«Schwarzer Donnerstag für Pierre Maudet» – so titelte die Westschweizer Zeitung «Le Temps». Am Donnerstagabend entscheidet das Genfer Kantonsparlament, ob es Maudets Immunität als Regierungsmitglied aufhebt.
Alle Parteien sind dafür und auch Maudet selbst begrüsst dies, um die Vorwürfe zu klären. Denn die Staatsanwaltschaft will wegen Vorteilsannahme im Amt gegen den 40-jährigen Staatsrat ermitteln – im Zusammenhang mit dessen fremdbezahlten Luxusreise nach Abu Dhabi.

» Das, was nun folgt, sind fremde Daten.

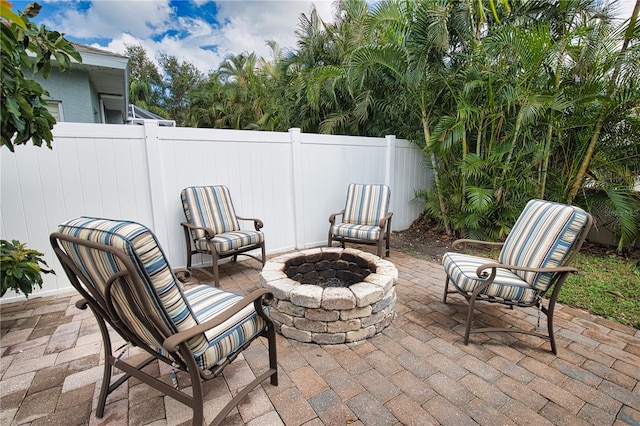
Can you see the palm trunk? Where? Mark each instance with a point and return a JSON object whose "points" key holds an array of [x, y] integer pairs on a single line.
{"points": [[593, 142], [436, 177]]}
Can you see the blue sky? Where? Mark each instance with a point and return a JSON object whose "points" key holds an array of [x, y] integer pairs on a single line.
{"points": [[202, 32]]}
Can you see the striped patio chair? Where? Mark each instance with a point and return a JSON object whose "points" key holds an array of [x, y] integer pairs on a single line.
{"points": [[214, 228], [534, 257], [365, 218], [124, 278]]}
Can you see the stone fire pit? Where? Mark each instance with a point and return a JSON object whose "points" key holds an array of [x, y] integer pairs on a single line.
{"points": [[330, 295]]}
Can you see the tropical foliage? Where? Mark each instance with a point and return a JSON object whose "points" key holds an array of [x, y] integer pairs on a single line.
{"points": [[509, 100], [26, 47]]}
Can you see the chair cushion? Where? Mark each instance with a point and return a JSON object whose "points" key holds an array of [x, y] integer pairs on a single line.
{"points": [[366, 204], [542, 237], [227, 338], [179, 309], [231, 241], [209, 207], [361, 232], [461, 269]]}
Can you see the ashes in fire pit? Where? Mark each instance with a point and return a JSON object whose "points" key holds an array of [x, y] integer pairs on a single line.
{"points": [[328, 269], [330, 295]]}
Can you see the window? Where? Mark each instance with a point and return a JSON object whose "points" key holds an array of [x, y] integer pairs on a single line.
{"points": [[55, 109]]}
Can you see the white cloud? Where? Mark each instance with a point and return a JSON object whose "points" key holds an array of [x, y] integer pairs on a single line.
{"points": [[242, 26], [110, 19], [249, 24]]}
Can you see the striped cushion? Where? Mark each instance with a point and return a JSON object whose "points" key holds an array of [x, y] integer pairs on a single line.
{"points": [[231, 335], [541, 237], [366, 204], [231, 241], [209, 207], [179, 310], [362, 232], [461, 269]]}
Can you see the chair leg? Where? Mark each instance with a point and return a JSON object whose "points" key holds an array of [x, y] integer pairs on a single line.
{"points": [[108, 367], [549, 314], [214, 267], [467, 331], [446, 290]]}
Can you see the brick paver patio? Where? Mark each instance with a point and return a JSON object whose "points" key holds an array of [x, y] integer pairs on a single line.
{"points": [[417, 372]]}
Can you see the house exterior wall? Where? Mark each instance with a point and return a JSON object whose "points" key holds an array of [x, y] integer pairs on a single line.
{"points": [[291, 180], [73, 88]]}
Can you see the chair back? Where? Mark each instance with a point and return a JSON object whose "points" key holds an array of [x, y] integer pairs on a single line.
{"points": [[366, 204], [120, 269], [209, 207], [546, 234]]}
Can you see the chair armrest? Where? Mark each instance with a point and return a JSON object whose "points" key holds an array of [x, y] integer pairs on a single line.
{"points": [[173, 342], [182, 274], [209, 233], [482, 268], [257, 223], [382, 222], [463, 242], [332, 218]]}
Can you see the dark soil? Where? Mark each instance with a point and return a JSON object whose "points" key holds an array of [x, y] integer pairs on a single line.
{"points": [[424, 239]]}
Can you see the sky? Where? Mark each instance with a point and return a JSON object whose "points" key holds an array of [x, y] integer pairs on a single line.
{"points": [[202, 32]]}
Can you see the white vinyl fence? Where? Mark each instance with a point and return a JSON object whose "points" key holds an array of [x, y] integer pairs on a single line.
{"points": [[292, 181]]}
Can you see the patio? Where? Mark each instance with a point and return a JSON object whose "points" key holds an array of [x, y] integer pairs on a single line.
{"points": [[417, 371]]}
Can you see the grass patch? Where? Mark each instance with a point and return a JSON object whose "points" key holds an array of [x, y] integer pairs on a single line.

Die Linke im Parlament will Maudet deswegen sogar zum Rücktritt auffordern.
Schwierige Lage für die FDP
Diese Situation sei in der Geschichte der FDP des Kantons Genf aussergewöhnlich, weiss der Lausanner Historiker und Buchautor Olivier Meuwly. Die Unsicherheit mache der Partei zu schaffen, sagt Meuwly, der selbst FDP-Mitglied ist.
«Sollte es zu einem Rücktritt kommen, gäbe es eine Neuwahl. Und die Wahl einer einzigen Person mitten in der Legislatur ist für eine Partei immer heikel», so Meuwly.
Im Kanton Waadt zeigt sich eine ähnliche Situation: Auch gegen den FDP-Staatsrat Pascal Broulis steht der Vorwurf der Vorteilsannahme im Amt im Raum. Auslöser ist eine Reise nach Russland, die Broulis nur zum Teil selbst bezahlt hat. Die Staatsanwaltschaft hat eine Voruntersuchung eingeleitet.
Gefährlicher Image-Verlust
Dass gleich zwei Aushängeschilder der FDP so im Gegenwind stehen, könnte der Partei in der Romandie schaden, sagt der Genfer Politologe Pascal Sciarini zu «Schweiz aktuell»: «Beide sind Zugpferde ihrer Partei. Sind sie geschwächt, könnte die FDP Wähler verlieren.» Dazu komme ein möglicher Image-Verlust: So könnte die wirtschaftsfreundliche FDP in diesen beiden Affären als allzu wirtschaftsnah wirken.
Parallelen gebe es zwischen den beiden Fällen vor allem auf psychologischer Ebene, sagt Sciarini: Beide Politiker hätten es weit gebracht und genössen grosse Glaubwürdigkeit. «Vielleicht haben sie dadurch den Kontakt zur Realität verloren und sich vielleicht Dinge erlaubt, die sie sich nicht hätten erlauben sollen.»
Laut Meuwly Fälle nicht direkt vergleichbar
Trotzdem sind die beiden Fälle für den Historiker Olivier Meuwly nicht gleich gelagert. Zwar sei der Vorwurf derselbe. Aber «bei Pascal Broulis sind die Fakten schon lange bekannt. Pierre Maudet hingegen hat zugegeben, dass er versucht hat, die Fakten seiner Geschichte umzuschreiben.»
Ob die Affären Maudet und Broulis für die FDP in der Romandie tatsächlich zur Hypothek werden, bleibt abzuwarten. Am Donnerstag und am Freitag beschäftigt sich auch noch die Konferenz der kantonalen Justiz- und Polizeidirektoren (KKJPD) mit dem Strafverfahren gegen Maudet. Der betroffene Genfer Staatsrat präsidiert derzeit die Konferenz. Die Resultate werden für Freitag erwartet.
Für beide Politiker gilt die Unschuldsvermutung.